Drivetrain sensing is one of the most difficult problems in autonomous coding. Driving in auton is way easier when you know exactly where the robot is, but getting an accurate 2D state for the robot is a difficult problem for even professional robotics engineers. There are a couple of techniques for doing this within the realm of VEX.
Easiest and most common option. VEX V5 Motors contain internal encoders. By using the motors on the Drivetrain we can get encoder data from the robot. Simple enough, but full of issues.
Wheel slip is the biggest problem - even with proper slewing, the wheels tend to slip when the robot is told to start moving. This causes the encoders to return inaccurate values.
Slop is another problem - the wheels, chain, and motors all have some wiggle room in them that means that the robot can usually move by an inch or so without any noticeable difference in the encoder readings.
Wheel scrub is another problem - when using omni wheels, the robot often doesn't turn perfectly on a point, which causes the turning readings to be off.
This is basically the same as above, but with a gyroscope sensor for turns instead of taking the difference in encoder readings. This improves turns quite a bit - you don't have to worry about wheel scrub with this. The VEX gyro tends to drift though, so the heading won't be accurate for any more than a couple of movements before it's off by quite a lot. This can be improved a lot with a nicer gyro, see BNS' worlds winning skills run in Starstruck.
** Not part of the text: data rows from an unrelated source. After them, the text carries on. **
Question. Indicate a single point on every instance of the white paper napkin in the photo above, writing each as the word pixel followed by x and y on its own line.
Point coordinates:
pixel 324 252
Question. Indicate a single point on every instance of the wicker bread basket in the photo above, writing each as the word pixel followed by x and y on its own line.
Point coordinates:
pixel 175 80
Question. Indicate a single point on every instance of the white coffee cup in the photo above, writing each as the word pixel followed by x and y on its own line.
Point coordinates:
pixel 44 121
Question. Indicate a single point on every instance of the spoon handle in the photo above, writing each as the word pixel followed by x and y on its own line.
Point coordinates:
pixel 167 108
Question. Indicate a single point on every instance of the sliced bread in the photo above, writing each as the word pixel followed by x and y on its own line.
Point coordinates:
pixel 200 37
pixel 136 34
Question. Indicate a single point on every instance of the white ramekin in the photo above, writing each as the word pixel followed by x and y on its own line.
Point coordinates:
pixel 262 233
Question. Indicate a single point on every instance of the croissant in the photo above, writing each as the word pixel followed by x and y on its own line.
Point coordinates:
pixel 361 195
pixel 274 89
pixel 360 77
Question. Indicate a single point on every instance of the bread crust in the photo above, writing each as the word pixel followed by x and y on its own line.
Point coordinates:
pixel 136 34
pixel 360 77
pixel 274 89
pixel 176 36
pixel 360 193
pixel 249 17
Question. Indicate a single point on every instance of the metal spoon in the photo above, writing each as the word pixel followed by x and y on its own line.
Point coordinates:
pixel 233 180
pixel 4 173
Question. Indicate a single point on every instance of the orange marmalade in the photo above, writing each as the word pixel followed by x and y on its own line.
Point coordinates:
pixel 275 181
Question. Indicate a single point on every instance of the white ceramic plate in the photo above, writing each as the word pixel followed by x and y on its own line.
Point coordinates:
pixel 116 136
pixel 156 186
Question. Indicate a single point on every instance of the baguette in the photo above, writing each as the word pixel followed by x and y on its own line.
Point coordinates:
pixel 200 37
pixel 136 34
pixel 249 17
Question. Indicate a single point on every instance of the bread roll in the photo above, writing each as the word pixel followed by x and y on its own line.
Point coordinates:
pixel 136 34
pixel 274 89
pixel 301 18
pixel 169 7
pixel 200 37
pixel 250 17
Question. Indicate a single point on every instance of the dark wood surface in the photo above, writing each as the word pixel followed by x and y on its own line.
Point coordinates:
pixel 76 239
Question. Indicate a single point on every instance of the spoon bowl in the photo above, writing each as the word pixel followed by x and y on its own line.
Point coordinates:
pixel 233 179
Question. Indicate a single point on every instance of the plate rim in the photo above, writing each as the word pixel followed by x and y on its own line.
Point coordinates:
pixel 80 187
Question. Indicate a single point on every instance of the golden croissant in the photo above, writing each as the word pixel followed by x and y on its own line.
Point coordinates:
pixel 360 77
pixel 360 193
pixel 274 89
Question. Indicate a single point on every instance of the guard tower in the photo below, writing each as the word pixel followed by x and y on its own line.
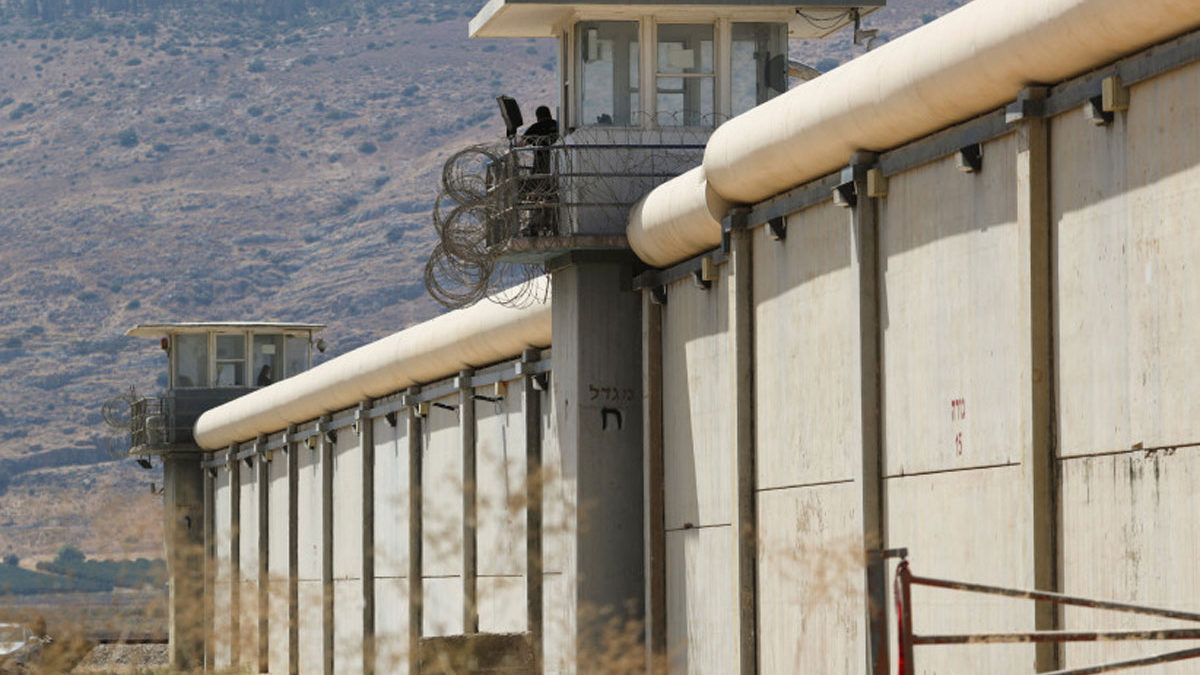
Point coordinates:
pixel 641 88
pixel 208 365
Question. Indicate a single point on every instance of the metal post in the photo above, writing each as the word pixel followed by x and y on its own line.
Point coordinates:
pixel 328 449
pixel 366 441
pixel 415 587
pixel 741 316
pixel 209 565
pixel 467 435
pixel 264 571
pixel 1033 217
pixel 534 478
pixel 653 485
pixel 234 635
pixel 904 619
pixel 865 223
pixel 293 553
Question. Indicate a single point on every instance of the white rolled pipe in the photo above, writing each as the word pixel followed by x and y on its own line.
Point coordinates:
pixel 473 336
pixel 681 214
pixel 964 64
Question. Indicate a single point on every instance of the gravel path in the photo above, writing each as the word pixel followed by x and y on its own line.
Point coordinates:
pixel 124 658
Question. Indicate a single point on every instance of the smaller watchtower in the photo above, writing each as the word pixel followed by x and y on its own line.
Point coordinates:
pixel 208 364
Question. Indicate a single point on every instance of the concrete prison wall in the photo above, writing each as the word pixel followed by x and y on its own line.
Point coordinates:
pixel 990 366
pixel 317 526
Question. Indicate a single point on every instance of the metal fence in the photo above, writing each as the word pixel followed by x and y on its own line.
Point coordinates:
pixel 909 639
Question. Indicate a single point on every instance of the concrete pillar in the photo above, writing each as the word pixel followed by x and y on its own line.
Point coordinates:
pixel 235 599
pixel 209 562
pixel 467 437
pixel 366 437
pixel 864 221
pixel 534 481
pixel 293 451
pixel 264 551
pixel 597 387
pixel 1033 219
pixel 415 533
pixel 742 359
pixel 653 487
pixel 328 449
pixel 185 527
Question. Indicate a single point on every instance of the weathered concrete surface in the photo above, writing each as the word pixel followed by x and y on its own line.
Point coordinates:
pixel 954 336
pixel 310 545
pixel 1125 204
pixel 247 566
pixel 348 553
pixel 222 599
pixel 279 562
pixel 810 581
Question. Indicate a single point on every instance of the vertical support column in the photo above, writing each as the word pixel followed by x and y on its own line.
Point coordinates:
pixel 366 442
pixel 415 581
pixel 598 392
pixel 864 216
pixel 186 496
pixel 741 316
pixel 234 556
pixel 531 404
pixel 209 563
pixel 654 531
pixel 264 548
pixel 328 449
pixel 293 551
pixel 467 435
pixel 1033 219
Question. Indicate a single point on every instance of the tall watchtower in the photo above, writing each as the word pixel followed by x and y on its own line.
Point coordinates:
pixel 207 365
pixel 640 89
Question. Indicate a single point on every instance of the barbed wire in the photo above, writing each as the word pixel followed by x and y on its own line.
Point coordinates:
pixel 496 195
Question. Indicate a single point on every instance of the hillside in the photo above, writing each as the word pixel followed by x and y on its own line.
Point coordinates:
pixel 181 165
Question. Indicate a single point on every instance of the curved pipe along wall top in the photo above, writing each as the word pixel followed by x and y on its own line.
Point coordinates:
pixel 970 61
pixel 473 336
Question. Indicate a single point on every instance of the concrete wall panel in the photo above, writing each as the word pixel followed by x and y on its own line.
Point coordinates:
pixel 966 525
pixel 501 483
pixel 701 601
pixel 391 626
pixel 222 595
pixel 348 627
pixel 309 513
pixel 247 627
pixel 955 324
pixel 348 506
pixel 442 493
pixel 502 604
pixel 1132 535
pixel 277 562
pixel 696 405
pixel 1123 204
pixel 810 580
pixel 443 605
pixel 312 643
pixel 391 497
pixel 807 399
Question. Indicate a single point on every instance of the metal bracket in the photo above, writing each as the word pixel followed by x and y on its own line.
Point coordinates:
pixel 970 159
pixel 778 227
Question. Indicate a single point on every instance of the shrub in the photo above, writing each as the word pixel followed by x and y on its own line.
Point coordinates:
pixel 127 138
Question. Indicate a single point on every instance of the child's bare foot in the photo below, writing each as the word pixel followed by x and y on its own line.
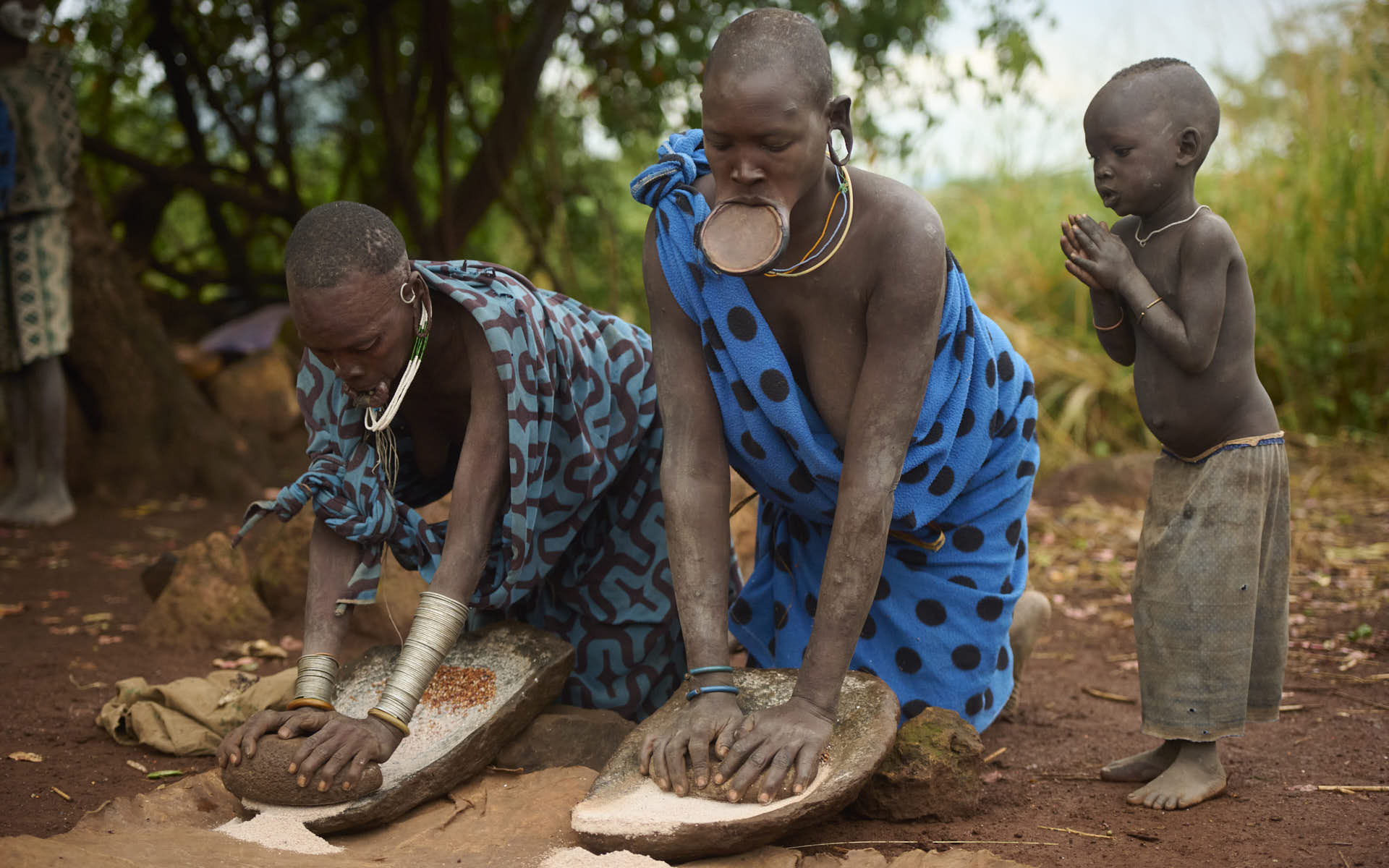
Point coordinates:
pixel 1194 777
pixel 1144 767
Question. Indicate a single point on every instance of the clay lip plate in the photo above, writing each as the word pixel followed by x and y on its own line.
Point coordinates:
pixel 624 810
pixel 741 239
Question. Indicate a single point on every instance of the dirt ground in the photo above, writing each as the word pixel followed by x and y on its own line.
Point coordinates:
pixel 1043 804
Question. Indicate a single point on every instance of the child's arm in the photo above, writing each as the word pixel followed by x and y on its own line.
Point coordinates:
pixel 1188 338
pixel 1113 326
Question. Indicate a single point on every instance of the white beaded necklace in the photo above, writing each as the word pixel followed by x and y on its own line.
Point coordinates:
pixel 378 420
pixel 1142 242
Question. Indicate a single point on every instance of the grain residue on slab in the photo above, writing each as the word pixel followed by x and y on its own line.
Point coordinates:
pixel 647 809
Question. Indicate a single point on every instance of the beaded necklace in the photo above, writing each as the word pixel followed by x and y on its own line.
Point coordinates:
pixel 846 218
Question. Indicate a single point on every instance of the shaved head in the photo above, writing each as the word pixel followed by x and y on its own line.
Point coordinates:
pixel 339 241
pixel 1176 88
pixel 776 38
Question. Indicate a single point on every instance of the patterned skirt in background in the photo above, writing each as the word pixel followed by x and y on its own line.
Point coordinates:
pixel 35 273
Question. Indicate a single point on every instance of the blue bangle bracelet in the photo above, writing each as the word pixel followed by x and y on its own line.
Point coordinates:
pixel 713 689
pixel 709 670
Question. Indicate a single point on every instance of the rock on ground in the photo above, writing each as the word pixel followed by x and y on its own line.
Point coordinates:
pixel 931 771
pixel 208 599
pixel 564 735
pixel 266 777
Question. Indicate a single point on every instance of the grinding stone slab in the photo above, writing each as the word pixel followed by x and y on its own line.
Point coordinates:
pixel 625 812
pixel 266 777
pixel 443 750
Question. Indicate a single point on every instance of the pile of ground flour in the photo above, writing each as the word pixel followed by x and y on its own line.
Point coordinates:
pixel 649 810
pixel 434 732
pixel 578 857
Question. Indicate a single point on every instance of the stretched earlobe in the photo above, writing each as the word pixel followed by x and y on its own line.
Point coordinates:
pixel 1188 146
pixel 839 122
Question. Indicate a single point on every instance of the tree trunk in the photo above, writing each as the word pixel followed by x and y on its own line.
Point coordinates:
pixel 143 427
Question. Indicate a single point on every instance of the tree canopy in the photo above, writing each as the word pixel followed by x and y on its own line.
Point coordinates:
pixel 211 127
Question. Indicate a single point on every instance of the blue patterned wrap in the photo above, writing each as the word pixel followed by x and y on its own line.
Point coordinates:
pixel 938 629
pixel 581 545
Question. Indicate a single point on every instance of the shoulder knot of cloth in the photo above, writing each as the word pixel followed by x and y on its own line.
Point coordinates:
pixel 974 403
pixel 579 399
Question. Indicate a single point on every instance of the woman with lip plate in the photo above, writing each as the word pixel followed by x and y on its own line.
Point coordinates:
pixel 538 413
pixel 886 424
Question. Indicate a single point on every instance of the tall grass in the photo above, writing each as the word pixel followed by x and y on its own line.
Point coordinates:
pixel 1309 203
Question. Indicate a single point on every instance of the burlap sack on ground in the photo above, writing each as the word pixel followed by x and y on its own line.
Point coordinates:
pixel 190 717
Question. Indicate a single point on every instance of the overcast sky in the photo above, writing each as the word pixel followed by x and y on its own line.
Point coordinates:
pixel 1089 42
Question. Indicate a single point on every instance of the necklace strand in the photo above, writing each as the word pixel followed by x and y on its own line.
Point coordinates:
pixel 846 220
pixel 1142 242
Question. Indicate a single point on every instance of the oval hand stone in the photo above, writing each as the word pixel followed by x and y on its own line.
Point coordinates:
pixel 266 777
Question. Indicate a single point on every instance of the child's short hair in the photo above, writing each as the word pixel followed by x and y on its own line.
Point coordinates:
pixel 1182 93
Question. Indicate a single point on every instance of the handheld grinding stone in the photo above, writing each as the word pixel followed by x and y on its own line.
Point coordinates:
pixel 266 777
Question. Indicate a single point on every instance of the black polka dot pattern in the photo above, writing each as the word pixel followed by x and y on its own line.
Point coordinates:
pixel 990 608
pixel 966 658
pixel 752 446
pixel 742 613
pixel 774 385
pixel 966 422
pixel 917 474
pixel 967 538
pixel 943 482
pixel 742 324
pixel 744 395
pixel 1006 365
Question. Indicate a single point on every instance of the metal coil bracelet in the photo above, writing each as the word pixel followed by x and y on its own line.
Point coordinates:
pixel 438 623
pixel 317 682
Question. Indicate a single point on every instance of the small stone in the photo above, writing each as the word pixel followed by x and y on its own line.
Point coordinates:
pixel 266 777
pixel 931 771
pixel 208 597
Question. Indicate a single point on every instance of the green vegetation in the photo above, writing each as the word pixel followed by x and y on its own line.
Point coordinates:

In 2019 VEX released the V5 Inertial Sensor SIGBots has acquired this sensor for use in robots. The sensor combines both a a 3-axis accelerometer as well as a 3-axis gyroscope. The combination of these two devices in one sensor allows for effective and accurate navigation, as well as controlling any change in the motion of a robot. The sensor is yet to be fully tested but the general consensus is that this new sensor drifts less and is more accurate.
This is probably ideal for VEX components. Used to great success by the 2018 World Skills and Champion 5225A, this allows the robot to track its forward/backward, side-to-side, and turning movement with just encoders. By having the encoders on dedicated, unpowered wheels, slip is nearly eliminated and the readings are much more accurate.
The only downside is that the assembly takes up a lot of space, and it may not handle going over bumps well. Other than that, it provides all of the required info about the robot's position and eliminates the issues seen in the above two examples.
Potentiometers are sensors that return absolute position and have a range of ~270 degrees, which in theory makes them perfect for lifts. However, in practicality, the tend to be very inconsistent and can suffer from issues like non-linearity (a movement of 20 degrees can return either 15 or 25 degrees depending on where in the pot's range you are) and generally breaking and failing to ever again return a value. Some teams have used 3rd party potentiometers (such as those found on electric guitars) to reduce friction and improve reliability.
One important thing to remember about VEX potentiometers is that they have a hard stop limit at 270 degrees, making them impossible to use on shafts that rotate past that limit.
Rotating a potentiometer past its hard limit will break the potentiometer.
The encoder/limit switch combo is a way of emulating the absolute position returned by a potentiometer, but without many of the drawbacks of potentiometers (bad reliability in particular). This setup is much more reliable, but does not have as much resolution as a potentiometer (360 ticks in a revolution compared to 4095 in 270 degrees) and is more bulky, which has traditionally been the reason for not using this setup.